Exports are largely unprocessed, and more than 18% of imports are food items – both opportunities for local value addition. Foreign direct investment (FDI) and portfolio investments provide low-cost capital for emerging value chains. As West Africa’s top FDI recipient, Ghana received more than a third of the region’s inflows in 2018, reflecting the country’s emerging skill base. The government’s new Business Regulatory Reform program is expected to improve the business environment and mobilize domestic revenue. Digital investments, especially in the financial sector, will increase efficiency.

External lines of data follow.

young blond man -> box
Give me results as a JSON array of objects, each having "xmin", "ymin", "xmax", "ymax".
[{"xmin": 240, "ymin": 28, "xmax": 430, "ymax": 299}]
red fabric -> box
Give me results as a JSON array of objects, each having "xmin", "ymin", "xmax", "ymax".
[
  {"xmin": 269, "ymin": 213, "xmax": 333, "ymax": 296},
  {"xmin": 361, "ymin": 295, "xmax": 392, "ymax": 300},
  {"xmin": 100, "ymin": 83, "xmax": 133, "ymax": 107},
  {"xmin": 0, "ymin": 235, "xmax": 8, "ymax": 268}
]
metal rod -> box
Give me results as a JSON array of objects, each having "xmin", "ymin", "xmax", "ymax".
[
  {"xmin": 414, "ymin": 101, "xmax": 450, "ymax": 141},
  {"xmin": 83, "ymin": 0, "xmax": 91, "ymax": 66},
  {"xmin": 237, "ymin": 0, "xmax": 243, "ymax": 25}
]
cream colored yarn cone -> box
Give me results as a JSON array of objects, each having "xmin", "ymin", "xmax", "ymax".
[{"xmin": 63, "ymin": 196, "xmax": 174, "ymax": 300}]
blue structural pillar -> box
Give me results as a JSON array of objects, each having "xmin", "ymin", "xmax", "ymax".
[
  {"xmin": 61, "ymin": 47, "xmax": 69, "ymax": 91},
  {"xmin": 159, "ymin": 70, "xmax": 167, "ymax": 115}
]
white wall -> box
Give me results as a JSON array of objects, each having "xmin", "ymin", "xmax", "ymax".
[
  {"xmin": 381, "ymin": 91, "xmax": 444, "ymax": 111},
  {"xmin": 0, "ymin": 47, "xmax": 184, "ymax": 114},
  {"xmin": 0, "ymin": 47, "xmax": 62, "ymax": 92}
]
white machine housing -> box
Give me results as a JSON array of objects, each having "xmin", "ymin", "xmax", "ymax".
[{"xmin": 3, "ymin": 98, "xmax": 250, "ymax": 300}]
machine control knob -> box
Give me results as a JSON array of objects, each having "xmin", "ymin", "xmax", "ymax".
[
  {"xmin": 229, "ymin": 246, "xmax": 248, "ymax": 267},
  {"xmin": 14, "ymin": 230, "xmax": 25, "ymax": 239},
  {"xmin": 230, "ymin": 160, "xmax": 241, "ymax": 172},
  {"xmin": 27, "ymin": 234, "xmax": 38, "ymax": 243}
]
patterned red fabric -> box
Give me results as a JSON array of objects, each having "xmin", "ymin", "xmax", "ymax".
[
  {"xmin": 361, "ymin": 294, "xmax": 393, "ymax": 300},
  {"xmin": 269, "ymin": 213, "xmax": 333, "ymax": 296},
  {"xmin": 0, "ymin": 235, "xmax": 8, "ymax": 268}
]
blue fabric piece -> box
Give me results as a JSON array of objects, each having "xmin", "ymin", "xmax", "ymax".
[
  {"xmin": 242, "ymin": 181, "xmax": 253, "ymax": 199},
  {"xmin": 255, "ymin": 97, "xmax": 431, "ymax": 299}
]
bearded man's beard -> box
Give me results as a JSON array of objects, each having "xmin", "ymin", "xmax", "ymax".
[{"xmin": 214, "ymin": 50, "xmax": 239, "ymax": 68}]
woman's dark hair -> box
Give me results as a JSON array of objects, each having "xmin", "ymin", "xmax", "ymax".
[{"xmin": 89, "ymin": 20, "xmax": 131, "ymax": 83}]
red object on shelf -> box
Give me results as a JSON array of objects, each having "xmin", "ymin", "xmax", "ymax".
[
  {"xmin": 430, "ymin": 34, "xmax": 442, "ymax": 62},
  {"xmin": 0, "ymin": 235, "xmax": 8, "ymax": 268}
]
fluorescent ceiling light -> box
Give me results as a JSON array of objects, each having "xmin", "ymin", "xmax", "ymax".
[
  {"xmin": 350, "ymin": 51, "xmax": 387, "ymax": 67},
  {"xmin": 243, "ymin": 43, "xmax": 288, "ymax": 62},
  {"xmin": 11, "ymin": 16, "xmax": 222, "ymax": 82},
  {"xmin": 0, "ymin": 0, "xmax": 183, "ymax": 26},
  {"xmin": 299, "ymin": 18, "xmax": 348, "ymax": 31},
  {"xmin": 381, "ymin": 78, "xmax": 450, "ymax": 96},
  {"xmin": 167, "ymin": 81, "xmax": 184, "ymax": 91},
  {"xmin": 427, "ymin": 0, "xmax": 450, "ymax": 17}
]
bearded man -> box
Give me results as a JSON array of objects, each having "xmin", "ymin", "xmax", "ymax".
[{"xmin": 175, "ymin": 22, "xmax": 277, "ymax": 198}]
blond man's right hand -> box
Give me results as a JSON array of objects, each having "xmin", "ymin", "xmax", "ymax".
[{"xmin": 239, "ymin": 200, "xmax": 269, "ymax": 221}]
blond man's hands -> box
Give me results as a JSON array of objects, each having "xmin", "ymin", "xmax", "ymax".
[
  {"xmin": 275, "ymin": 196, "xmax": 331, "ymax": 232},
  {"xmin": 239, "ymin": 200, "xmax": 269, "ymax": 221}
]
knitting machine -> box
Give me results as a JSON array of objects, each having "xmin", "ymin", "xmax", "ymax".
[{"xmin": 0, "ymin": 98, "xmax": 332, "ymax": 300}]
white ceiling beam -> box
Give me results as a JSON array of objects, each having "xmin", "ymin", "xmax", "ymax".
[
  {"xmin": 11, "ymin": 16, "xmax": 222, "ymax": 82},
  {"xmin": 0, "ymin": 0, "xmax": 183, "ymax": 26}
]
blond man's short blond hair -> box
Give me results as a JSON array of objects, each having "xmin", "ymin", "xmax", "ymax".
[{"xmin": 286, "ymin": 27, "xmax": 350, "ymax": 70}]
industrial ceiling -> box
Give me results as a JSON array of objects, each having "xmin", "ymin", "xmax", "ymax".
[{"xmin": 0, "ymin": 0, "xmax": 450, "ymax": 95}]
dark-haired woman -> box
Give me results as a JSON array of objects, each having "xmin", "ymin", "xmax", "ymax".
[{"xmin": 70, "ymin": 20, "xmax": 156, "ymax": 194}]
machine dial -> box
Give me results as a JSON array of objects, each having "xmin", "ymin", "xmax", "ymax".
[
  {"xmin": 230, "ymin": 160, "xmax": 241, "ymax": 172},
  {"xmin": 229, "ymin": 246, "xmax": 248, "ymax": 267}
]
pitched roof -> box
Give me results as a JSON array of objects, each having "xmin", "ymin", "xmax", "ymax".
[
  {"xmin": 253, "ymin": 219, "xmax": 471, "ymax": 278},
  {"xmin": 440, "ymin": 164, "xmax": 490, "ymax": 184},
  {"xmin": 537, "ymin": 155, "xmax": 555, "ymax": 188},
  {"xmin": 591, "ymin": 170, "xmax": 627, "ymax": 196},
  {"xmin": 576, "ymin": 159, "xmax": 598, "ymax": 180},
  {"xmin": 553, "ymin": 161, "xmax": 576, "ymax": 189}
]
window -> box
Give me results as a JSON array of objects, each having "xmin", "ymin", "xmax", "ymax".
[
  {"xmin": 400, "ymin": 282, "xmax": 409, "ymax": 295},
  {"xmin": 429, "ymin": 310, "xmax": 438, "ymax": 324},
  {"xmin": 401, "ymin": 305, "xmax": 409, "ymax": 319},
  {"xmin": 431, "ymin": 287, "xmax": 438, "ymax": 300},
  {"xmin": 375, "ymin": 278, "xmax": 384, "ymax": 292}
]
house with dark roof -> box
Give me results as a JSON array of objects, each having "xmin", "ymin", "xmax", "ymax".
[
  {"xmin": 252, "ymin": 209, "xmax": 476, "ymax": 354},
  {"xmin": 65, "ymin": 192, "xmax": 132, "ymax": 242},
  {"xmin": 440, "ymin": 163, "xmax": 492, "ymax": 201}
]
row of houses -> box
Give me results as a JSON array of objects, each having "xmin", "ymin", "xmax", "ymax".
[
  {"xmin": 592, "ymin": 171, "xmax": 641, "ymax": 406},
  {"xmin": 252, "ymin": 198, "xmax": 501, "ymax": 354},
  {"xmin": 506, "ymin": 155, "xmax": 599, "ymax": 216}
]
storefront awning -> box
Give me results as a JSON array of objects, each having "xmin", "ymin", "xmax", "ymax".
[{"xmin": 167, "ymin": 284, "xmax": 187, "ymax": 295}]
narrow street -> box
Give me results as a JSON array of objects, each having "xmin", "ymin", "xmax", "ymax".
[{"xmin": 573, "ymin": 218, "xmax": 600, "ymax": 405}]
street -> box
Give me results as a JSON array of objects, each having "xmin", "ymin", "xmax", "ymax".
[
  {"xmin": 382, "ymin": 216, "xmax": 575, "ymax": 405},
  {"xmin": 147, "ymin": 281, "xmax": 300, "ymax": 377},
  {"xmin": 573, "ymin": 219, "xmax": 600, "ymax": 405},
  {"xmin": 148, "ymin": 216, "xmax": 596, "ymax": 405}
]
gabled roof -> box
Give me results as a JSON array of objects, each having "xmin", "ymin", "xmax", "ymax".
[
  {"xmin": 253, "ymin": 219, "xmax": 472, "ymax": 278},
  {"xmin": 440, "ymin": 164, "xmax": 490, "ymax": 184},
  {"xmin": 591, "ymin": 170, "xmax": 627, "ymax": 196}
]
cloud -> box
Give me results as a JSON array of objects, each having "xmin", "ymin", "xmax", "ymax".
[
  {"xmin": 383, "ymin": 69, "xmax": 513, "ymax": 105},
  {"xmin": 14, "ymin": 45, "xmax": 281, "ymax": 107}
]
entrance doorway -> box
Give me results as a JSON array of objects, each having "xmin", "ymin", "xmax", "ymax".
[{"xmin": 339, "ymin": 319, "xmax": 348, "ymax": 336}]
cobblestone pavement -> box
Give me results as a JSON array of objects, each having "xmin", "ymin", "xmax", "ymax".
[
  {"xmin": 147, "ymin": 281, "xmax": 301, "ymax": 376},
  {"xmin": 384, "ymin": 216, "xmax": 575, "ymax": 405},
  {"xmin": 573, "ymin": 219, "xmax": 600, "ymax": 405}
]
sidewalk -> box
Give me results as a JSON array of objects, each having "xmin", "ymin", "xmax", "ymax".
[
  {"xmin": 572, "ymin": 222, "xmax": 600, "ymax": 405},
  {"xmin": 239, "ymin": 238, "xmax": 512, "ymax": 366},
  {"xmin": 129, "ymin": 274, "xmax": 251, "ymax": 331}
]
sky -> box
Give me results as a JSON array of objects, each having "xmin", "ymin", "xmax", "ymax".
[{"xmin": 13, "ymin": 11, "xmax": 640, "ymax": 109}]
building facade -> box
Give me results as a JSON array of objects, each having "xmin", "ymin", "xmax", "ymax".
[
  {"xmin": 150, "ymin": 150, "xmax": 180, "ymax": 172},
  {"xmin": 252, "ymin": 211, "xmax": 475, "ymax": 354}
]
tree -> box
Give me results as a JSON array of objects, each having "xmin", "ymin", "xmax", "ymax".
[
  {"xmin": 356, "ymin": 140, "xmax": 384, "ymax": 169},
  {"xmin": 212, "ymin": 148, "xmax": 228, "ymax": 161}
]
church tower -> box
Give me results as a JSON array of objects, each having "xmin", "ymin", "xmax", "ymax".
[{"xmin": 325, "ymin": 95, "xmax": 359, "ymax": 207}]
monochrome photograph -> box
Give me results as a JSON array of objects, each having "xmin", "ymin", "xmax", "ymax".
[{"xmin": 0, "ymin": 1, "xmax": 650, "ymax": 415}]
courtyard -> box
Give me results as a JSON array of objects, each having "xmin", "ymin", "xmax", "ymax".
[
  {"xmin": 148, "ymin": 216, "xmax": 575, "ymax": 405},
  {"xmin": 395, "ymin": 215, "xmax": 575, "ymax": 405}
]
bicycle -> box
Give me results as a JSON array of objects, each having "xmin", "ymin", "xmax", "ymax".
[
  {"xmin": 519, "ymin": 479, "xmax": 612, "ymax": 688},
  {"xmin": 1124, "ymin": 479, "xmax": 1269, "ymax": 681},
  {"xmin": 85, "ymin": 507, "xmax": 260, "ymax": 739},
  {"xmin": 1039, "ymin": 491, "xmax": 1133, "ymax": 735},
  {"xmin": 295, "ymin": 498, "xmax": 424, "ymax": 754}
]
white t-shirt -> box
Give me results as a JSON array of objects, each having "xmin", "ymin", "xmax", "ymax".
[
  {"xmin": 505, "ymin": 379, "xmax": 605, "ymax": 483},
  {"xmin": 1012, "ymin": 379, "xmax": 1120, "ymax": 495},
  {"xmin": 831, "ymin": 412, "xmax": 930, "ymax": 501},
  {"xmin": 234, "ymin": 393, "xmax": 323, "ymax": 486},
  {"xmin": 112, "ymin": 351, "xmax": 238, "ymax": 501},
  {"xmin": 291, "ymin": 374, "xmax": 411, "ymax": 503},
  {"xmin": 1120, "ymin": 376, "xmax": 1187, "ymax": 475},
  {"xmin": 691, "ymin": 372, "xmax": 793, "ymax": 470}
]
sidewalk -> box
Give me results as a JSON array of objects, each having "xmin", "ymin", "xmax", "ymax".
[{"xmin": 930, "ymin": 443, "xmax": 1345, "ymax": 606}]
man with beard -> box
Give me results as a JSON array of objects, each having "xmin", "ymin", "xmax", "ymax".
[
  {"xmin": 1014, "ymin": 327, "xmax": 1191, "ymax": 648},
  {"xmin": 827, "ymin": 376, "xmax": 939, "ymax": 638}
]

With the African Continental Free Trade Agreement, Ghana’s industry will absorb increasing raw materials from the region, scale up manufacturing, and trade in processed and light manufactured products. Despite the Fiscal Responsibility Act, the run-up to elections might put pressures on the government to overspend and undertax which could derail progress toward fiscal consolidation. Mounting energy sector liabilities, due to excess installed capacity from take-or-pay contracts with independent power producers, and the ongoing financial sector clean-up are likely to lift the debt-to-GDP ratio above the current 60.6%. Increased foreign participation in Ghana’s debt exposes the country to global market swings and foreign exchange risks, with nonresident participation in domestic debt at more than one-third.